Chantal Delsol expliquait la semaine dernière, avec raison, qu’il y a une énorme différence entre « être raciste » et « penser qu’il y a trop d’immigrés en France ». Le racisme, c’est penser que les groupes humains sont inégaux en soi, c’est haïr une ethnie par le simple fait de sa différence, ce genre de choses. Les Cohn-Bendit et autres vieux débris autour d’elle ne comprenaient pas son raisonnement, ne comprenaient pas la nécessité de faire le distinguo. Pourtant, quand un gauchiste exprime son « Free Tibet ! », il ne dit rien d’autre que « Il y a trop d’étrangers au Tibet », les « étrangers » étant identifiés comme les « Chinois ». Or ce même gauchiste n’a rien d’un raciste pour autant. On peut prendre mille exemple : les gauchistes qui dénoncent la Françafrique expriment clairement le fait qu’il y a trop d’étrangers sur les terres des peuples souverains africains. Les défenseurs des peuples amazoniens trouvent qu’il y a beaucoup trop d’étrangers sur les terres ancestrales des tribus qui y vivent. Souvenez-vous des tracts du PCF de l’après-guerre, qui exprimaient avec colère le fait qu’il y ait beaucoup trop d’Américains en France, et il était temps que « USA Go Home ». Est-ce du racisme que tout cela ?

Je parle de cela parce que les enjeux des patries sont exactement les mêmes enjeux que ceux de la famille. Les souverainetés traditionnelles sont dynamitées, les individus sont atomisés, les attachements ne sont plus ceux de la chair mais ceux du seul désir. Ainsi, quand on est contre le mariage et le recours à l’adoption, à la PMA, à la GPA pour les homosexuels, l’amalgame vous tombe dessus : on est homophobe.

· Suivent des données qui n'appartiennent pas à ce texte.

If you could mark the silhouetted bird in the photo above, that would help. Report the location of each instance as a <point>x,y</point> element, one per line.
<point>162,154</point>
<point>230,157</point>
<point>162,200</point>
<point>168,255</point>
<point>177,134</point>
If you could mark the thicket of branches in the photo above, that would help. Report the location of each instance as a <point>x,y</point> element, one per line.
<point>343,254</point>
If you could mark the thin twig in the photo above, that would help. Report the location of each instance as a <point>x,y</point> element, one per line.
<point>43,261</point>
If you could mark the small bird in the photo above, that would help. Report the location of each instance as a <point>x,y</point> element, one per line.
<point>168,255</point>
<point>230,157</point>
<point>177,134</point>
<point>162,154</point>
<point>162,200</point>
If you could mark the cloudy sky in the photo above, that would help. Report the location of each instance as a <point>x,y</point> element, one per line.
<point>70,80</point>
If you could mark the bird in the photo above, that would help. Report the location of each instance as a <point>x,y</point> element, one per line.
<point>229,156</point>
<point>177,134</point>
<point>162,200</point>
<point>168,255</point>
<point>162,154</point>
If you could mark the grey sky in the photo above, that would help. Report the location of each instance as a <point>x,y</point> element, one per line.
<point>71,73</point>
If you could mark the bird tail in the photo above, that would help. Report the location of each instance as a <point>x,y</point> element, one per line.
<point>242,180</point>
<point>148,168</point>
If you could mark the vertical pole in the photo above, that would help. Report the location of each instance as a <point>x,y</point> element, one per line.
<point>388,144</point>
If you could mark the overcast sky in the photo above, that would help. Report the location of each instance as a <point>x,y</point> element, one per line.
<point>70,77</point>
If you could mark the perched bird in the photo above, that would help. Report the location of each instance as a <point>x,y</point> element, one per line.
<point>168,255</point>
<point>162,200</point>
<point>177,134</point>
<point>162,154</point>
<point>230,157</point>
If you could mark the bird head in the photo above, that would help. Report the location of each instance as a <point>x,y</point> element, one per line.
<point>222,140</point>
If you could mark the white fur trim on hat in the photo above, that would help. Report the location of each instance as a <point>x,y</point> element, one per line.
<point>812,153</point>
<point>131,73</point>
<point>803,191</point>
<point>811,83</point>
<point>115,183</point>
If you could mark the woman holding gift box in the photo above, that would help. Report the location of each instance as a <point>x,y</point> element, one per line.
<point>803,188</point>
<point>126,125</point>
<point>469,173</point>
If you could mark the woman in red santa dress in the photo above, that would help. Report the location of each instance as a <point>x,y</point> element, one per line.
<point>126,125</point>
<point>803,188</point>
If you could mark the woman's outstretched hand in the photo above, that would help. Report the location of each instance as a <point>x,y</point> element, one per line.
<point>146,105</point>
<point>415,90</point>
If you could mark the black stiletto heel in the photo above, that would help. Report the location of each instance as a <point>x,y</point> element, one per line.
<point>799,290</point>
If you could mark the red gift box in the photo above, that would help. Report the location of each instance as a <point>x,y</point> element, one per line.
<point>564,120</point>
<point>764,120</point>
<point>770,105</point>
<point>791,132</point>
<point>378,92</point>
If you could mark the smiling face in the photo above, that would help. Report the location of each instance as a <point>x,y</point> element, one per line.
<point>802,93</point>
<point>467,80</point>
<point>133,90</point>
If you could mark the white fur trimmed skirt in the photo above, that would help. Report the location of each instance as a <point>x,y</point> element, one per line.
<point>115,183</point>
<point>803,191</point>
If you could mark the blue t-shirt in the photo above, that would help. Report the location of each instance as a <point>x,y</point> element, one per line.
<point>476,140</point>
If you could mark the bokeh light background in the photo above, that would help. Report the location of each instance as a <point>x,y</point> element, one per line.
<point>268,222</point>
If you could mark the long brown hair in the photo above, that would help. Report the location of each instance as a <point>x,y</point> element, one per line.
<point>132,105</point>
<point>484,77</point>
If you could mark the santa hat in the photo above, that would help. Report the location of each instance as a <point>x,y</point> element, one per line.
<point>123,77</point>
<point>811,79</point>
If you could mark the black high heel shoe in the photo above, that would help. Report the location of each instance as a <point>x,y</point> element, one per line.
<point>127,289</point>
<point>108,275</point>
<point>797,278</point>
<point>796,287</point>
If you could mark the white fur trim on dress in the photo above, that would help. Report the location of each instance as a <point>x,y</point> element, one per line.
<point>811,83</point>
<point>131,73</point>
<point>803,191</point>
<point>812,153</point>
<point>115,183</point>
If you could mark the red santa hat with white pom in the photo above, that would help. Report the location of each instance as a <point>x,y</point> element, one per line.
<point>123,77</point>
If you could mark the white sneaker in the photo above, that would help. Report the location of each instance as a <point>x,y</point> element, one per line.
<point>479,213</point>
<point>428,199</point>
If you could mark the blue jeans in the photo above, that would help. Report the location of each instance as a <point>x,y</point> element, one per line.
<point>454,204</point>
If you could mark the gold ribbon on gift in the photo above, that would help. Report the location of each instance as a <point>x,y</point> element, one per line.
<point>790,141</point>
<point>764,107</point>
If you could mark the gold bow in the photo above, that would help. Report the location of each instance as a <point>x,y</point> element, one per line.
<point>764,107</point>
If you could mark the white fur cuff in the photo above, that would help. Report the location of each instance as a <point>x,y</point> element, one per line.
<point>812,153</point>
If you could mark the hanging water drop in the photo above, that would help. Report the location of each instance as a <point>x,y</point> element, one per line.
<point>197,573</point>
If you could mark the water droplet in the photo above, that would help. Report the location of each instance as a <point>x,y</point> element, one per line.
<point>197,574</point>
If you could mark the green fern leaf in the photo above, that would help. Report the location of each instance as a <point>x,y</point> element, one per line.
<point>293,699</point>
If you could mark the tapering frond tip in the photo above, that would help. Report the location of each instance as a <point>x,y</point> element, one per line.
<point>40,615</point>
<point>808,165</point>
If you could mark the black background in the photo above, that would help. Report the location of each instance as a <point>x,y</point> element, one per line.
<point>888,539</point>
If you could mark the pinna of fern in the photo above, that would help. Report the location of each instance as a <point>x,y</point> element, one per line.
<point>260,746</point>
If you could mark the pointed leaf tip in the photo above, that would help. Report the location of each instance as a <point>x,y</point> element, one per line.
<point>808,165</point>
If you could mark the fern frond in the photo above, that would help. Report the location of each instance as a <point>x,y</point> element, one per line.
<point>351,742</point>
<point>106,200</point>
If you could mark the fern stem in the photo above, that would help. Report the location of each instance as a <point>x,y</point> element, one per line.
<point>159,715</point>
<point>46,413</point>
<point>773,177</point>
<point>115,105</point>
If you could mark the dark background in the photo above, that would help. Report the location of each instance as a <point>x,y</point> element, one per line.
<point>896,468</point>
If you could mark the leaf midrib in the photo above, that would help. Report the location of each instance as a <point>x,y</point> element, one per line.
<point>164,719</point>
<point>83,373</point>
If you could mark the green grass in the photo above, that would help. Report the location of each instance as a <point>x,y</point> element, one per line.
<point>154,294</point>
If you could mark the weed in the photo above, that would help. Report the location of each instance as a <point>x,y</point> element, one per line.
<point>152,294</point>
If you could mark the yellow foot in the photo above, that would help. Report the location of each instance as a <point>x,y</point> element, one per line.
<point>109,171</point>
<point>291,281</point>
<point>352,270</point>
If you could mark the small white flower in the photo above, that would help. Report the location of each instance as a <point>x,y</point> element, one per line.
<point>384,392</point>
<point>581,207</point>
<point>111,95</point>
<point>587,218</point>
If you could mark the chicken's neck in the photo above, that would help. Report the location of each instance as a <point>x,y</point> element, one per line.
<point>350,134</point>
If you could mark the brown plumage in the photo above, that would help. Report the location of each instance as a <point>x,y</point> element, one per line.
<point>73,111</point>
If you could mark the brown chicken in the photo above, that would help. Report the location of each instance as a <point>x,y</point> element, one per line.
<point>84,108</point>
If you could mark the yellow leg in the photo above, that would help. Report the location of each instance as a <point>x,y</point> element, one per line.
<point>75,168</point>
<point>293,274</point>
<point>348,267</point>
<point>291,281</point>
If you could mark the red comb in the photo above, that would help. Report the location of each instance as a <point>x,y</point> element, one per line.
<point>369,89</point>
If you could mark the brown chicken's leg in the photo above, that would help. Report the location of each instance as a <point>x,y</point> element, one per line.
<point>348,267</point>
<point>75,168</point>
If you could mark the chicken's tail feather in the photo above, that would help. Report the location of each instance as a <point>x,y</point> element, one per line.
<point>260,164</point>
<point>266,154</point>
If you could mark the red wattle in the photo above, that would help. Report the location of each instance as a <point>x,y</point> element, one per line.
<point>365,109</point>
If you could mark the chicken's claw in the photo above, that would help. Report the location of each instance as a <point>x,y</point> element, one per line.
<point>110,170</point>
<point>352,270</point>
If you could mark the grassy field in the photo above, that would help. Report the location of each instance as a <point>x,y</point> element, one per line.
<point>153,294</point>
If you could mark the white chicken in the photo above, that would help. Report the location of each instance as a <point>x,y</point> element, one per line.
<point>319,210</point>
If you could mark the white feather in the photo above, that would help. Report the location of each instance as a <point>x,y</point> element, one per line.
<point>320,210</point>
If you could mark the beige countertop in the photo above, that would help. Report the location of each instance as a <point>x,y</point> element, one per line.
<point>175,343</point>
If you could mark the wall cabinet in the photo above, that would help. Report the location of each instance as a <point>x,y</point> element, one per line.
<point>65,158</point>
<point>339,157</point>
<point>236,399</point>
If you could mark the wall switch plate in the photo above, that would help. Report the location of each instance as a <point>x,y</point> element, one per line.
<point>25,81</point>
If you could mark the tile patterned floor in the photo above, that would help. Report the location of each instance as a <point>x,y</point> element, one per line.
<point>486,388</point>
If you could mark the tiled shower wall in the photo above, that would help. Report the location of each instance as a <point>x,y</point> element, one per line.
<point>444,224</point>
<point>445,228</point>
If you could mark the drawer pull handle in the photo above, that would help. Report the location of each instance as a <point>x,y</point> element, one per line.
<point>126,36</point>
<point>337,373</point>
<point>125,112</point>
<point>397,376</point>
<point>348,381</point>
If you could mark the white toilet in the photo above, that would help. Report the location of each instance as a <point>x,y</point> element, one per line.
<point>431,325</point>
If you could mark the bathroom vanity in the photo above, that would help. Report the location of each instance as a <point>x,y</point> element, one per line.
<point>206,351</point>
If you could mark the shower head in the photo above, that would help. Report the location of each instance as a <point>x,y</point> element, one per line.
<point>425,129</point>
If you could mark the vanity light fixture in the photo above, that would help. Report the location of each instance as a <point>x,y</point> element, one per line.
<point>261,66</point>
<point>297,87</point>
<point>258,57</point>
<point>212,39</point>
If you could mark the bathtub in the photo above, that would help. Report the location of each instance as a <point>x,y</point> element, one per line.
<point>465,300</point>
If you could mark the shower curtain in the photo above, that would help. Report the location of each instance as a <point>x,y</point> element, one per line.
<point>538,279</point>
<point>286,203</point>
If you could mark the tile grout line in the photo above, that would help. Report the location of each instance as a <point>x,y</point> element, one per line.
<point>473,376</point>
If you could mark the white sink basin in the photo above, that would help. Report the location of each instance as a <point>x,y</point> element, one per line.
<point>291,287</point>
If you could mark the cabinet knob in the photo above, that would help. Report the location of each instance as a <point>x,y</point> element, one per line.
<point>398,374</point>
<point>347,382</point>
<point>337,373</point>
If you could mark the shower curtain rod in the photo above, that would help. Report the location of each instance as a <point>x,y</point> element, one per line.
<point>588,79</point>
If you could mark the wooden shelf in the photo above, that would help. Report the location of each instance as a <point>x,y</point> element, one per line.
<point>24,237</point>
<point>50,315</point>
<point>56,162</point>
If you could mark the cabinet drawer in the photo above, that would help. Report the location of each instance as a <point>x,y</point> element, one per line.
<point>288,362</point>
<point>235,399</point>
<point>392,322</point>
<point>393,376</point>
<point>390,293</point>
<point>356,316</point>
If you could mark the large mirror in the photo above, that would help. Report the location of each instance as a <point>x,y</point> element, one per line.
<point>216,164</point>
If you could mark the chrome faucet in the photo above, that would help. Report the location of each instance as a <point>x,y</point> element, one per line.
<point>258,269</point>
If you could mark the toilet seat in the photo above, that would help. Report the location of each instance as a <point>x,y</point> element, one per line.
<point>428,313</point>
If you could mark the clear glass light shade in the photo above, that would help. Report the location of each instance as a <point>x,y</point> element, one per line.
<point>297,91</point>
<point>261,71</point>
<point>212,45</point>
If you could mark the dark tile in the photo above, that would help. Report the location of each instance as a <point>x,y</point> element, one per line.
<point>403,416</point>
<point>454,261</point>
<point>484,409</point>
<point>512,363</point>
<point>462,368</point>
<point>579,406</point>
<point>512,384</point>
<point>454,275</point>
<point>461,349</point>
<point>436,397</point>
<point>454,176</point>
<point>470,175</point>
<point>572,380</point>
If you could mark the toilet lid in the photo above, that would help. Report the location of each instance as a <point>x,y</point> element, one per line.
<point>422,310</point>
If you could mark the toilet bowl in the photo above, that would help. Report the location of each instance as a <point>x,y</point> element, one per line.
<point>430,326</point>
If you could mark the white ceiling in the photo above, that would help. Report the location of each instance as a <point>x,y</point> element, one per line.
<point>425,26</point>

Les mots ont un sens : être homophobe, c’est être atteint d’un trouble psychiatrique grave (la phobie) qui vous rend dingue dès que vous croisez un homosexuel. Soyons sérieux deux minutes : si l’homosexualité rencontre encore, en effet, de la désapprobation plus ou moins violente (qui tend à disparaître de plus en plus, soyons honnêtes deux minutes) on est quand même très très loin du phénomène de la chasse au pédé généralisée et de la police des mœurs qui débarque chez vous à 5 heures du matin.

Donc, l’amalgame « contre le mariage homo = homophobie » est un  mensonge intellectuel extrêmement grave, qu’il faut toujours s’appliquer à démolir consciencieusement et fermement.

J’ai lu une bonne pancarte hier : « La grossesse n’est pas un CDD ». Eh bien voilà un excellent résumé : je me fous de la vie sexuelle des gens ; j’ai juste envie que la vie d’un enfant échappe au supermarché mondial, aux désirs égoïstes, à la consommation, au trafic, aux contrats de bonne livraison et de bonne conformité. La meilleure place pour un enfant, c’est entre son père et sa mère, et il faut toujours privilégier ce modèle.

4.

Je suis quelque peu en colère contre la Droite française, qui a regardé la première Manif avec méfiance et circonspection, qui a eu du mal à vraiment la soutenir franchement. Soudain, le mouvement prenant du poids, les guignols comme Copé se réveillent et se posent en soutiens indéfectibles de valeurs traditionnelles. Franchement, c’est vraiment dégueulasse. Ils font vraiment tout pour alimenter les thèses du « tous pourris ».